Bi Inah : (Berlari-lari kecil) Iya, Non. “Assalamualaikum”. Cari siapa? (Bi Inah
tampak manggut-manggut)

Aisyah : Dari siapa, Bi?

Bi Inah : Anu, Non. Dari rumah sakit tempat ibu dirawat. Katanya penting.

Aisyah : (Beranjak dari tempat duduknya) Ya …, saya anaknya ibu Khadijah. Ada
apa, ya?

Suara di telepon

(Pegawai RS) : Begini. Bisakah Anda ke rumah sakit sekarang. Ada sesuatu dengan ibu
Anda!

Aisyah : Ba … baik. Saya ke sana segera!

Tut … tut … tut … (telepon ditutup)

Sore itu, mereka sekeluarga bergegas pergi ke rumah sakit. Sepanjang perjalanan mereka
dihantui pertanyaan besar: “Ada apa dengan ibu mereka?”.

Suasana rumah sakit tidak terlalu ramai. Mereka segera memasuki lobi. Beberapa petugas sedang
berjaga.

Hasan : Siang, Pa! Kami keluarga ibu Khadijah. Tadi kami dapat telepon dari sini.
Ada apa dengan ibu kami. (tampak kekalutan tercermin dari wajahnya)

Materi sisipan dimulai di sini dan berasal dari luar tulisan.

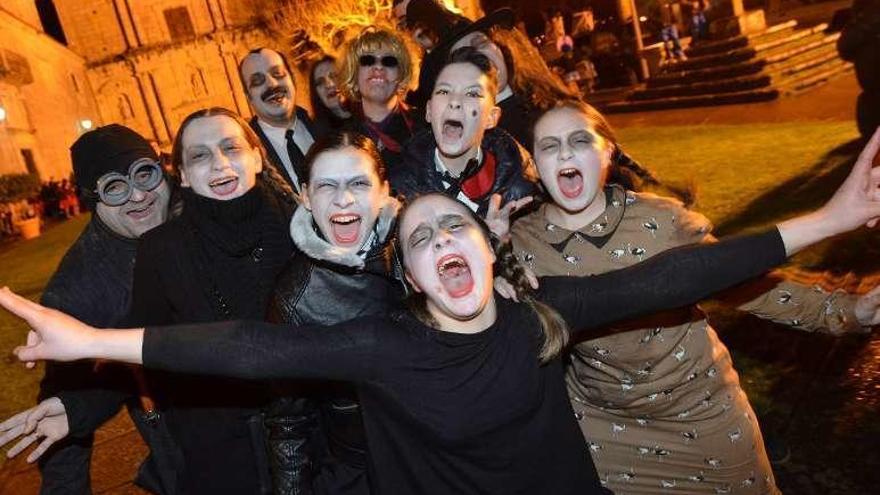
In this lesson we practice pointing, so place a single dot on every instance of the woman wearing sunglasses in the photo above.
(462, 392)
(375, 72)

Petugas RS : O iya. Mari silakan ikut saya!

Beriringan mereka mengikuti langkah petugas rumah sakit. Setelah melewati beberapa koridor,
akhirnya sampailah di kamar perawatan ibu Khadijah.

Wajah seluruh anggota keluarga tampak tegang. Fatimah tampak mengamit ayahnya yang
berjalan gemetar.

Petugas RS : Mari! (sambil membukakan pintu kamar dan menyilakan)

Mereka berhamburan memasuki ruangan. Sesosok tubuh tertutup kain putih terbujur kaku di atas
ranjang!

Keluarga : (Serentak) Ibu ….!

Tubuh kaku itu dipeluk beramai-ramai oleh mereka. Ibu yang mereka cintai telah pergi. Pergi
untuk selama-lamanya!
Lelaki itu berpaling dan keluar ruangan. Meninggalkan tubuh istrinya yang terbaring kaku.
Meninggalkan lagu tangis anak-anaknya. Ada bening air jatuh di pelupuk mata lelaki itu.

Lelaki : (Membenturkan dahi pada tembok ruangan) Ya, Tuhan! Aku … telah
berdosa! Aku … berdosa! Ampuni hamba! Ampuni hamba, ya Rob…!

Fatimah : (Keluar dari ruangan, mendekati ayahnya dan memeluknya)

Allah maha pengampun. Ibu juga pasti diampuninya. Ibu beruntung , Yah!
Ia dipanggil oleh Allah di saat cahaya Ramadhan datang menyinari bumi!

Ruang di rumah sakit itu mulai hening. Suara tangis tadi lamat-lamat hilang berganti dengan
suara azan magrib tanda waktu berbuka puasa telah tiba.